| E-Commerce

Die Rechnung bleibt die sicherste Bezahlmethode

Selbst Internetexperten vertrauen der Kreditkarte bei Online-Zahlungen nur eingeschränkt.
Bild: MEV Verlag GmbH, Germany

Selbst Internetexperten halten die Zahlungsart „Rechnung nach Lieferung“ nach wie vor für die sicherste. Verbraucher sehen das genauso. Zu diesem Ergebnis kommt eine Studie des Instituts Ibi Research im Auftrag der Internet World Messe.

Dass ausgerechnet Branchenexperten weiter diese Meinung vertreten, überrascht dann doch. Immerhin 84 Prozent nennen die Rechnung als die ihrer Ansicht nach sicherste Zahlungsart. Allen Debatten um Datensicherheit zum Trotz stufen nur 56 beziehungsweise 39 Prozent der 1.000 Befragten Paypal und Kreditkarte als ebenso unbedenklich ein.

Vertrauen und Verlässlichkeit sind für Online- wie stationären Handel die Schlüsselfaktoren, sagen die Experten übereinstimmend. Nur zwölf Prozent hegen überhaupt keine Bedenken hinsichtlich der Datensicherheit beim Einkauf im Netz. Immerhin jeder Achte kann über eigene negative Erfahrungen berichten. Meist ging es dabei um Werbe- und Spam-Mails sowie den Missbrauch von Kreditkarten.

Neue Herausforderungen kommen aber auch auf den stationären Handel zu, denn NFC-Technologien machen inzwischen auch kontaktloses Bezahlen mit dem Smartphone möglich. Zwar sind momentan noch sehr wenige Geräte mit einem entsprechenden Chip ausgestattet, 74 Prozent der Experten glauben jedoch an das enorme Potenzial dieser Technologie. Außerdem geht fast die Hälfte (46 Prozent) davon aus, dass künftig auch Tablets als Kassenterminal dienen werden.
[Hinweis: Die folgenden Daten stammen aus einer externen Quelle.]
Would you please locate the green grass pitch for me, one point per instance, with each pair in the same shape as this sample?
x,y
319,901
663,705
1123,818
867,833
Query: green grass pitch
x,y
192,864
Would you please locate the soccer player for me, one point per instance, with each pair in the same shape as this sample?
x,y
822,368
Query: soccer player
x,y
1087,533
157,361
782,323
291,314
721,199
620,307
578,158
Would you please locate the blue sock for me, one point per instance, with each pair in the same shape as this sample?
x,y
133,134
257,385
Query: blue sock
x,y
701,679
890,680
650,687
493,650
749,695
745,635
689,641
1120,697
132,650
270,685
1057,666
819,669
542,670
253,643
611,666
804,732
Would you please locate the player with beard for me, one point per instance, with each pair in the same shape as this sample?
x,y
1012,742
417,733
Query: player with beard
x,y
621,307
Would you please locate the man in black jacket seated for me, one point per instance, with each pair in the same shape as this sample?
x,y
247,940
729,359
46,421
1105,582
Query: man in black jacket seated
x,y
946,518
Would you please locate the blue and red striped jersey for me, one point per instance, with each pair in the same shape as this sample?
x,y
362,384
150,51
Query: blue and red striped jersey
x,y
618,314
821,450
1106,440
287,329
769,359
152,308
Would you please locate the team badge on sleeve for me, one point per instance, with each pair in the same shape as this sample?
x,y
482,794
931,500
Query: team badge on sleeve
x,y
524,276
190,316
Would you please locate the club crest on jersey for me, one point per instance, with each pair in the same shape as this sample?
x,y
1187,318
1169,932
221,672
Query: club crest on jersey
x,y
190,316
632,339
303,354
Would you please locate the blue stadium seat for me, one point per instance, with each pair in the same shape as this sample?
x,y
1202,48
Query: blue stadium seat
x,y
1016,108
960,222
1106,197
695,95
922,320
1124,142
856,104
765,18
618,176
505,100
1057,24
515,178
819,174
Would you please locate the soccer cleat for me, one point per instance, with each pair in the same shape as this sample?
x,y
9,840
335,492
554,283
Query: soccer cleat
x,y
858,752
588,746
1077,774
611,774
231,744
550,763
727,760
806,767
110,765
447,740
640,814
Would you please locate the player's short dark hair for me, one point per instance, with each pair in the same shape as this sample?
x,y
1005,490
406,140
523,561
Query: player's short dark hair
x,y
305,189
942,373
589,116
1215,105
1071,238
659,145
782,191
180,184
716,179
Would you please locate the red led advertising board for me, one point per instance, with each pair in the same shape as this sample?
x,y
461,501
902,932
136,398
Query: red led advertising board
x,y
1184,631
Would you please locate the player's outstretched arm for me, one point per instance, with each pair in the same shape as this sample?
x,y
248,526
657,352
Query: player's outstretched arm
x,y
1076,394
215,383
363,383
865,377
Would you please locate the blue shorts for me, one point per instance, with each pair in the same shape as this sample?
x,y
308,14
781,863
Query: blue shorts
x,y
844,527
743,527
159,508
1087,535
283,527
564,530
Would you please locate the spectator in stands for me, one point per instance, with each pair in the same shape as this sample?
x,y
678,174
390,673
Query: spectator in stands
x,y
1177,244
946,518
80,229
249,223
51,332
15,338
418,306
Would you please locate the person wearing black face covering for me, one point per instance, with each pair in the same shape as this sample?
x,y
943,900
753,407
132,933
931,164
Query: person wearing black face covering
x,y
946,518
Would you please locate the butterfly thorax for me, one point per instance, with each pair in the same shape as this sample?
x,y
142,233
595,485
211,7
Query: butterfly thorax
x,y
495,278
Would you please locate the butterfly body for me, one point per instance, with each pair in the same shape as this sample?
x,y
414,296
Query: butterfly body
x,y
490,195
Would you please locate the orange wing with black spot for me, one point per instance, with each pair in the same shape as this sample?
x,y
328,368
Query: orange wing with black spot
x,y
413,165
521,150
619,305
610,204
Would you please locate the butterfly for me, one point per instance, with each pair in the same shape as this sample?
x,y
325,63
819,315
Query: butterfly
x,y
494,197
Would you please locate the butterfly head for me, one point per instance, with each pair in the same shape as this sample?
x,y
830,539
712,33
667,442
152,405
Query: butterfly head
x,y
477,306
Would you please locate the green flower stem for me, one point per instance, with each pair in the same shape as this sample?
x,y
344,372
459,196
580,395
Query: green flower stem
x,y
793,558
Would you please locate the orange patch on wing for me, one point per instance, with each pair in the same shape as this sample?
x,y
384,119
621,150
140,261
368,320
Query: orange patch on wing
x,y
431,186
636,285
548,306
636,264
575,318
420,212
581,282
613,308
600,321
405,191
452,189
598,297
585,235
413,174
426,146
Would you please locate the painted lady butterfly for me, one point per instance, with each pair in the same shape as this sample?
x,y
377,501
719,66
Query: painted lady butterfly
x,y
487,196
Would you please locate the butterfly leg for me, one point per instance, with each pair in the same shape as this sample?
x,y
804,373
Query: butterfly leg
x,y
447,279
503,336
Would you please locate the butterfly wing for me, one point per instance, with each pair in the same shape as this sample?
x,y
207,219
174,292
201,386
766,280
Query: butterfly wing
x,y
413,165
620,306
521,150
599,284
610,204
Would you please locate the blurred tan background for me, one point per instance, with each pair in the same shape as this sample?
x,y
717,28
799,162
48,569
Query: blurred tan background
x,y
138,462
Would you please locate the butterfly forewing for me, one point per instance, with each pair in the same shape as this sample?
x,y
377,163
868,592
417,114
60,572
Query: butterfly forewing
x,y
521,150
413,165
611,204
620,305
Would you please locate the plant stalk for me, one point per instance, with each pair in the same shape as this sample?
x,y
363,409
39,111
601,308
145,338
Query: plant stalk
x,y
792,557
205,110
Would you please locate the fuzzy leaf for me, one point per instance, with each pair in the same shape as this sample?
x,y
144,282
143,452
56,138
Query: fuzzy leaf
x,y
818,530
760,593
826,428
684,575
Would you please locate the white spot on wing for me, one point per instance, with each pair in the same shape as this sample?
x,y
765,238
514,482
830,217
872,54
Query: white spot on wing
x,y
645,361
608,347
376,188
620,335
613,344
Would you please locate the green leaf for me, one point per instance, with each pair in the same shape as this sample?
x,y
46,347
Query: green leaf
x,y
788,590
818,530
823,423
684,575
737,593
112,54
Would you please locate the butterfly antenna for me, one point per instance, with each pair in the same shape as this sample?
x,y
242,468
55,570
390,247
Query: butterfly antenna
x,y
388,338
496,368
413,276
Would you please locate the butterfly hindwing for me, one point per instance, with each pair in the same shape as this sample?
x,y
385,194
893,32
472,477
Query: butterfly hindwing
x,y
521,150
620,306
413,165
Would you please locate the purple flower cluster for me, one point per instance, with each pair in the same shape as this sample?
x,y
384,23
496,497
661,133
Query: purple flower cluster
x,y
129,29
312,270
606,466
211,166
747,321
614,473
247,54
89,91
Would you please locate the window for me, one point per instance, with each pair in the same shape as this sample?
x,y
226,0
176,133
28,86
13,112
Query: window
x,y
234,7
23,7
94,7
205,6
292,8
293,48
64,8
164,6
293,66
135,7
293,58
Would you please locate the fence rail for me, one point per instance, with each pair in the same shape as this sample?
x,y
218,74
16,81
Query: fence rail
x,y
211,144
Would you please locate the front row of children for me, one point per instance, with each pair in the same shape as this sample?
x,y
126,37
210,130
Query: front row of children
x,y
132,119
Couch-Commerce erobert die Wohnzimmer

Überhaupt sind sich die Experten einig (92 Prozent), dass das Tablet in Zukunft häufiger beim Online-Shopping eingesetzt wird. Inzwischen besitzen 54 Prozent der Besitzer mobiler Geräte einen Tablet-Computer – Tendenz steigend. Der Einsatz von Desktop-Computern nimmt hingegen ab. Aktuell erscheint ihr Einsatz mit rund 66 Prozent im Vergleich zu Notebooks (91 Prozent) und Smartphones (88 Prozent) schon eher gering.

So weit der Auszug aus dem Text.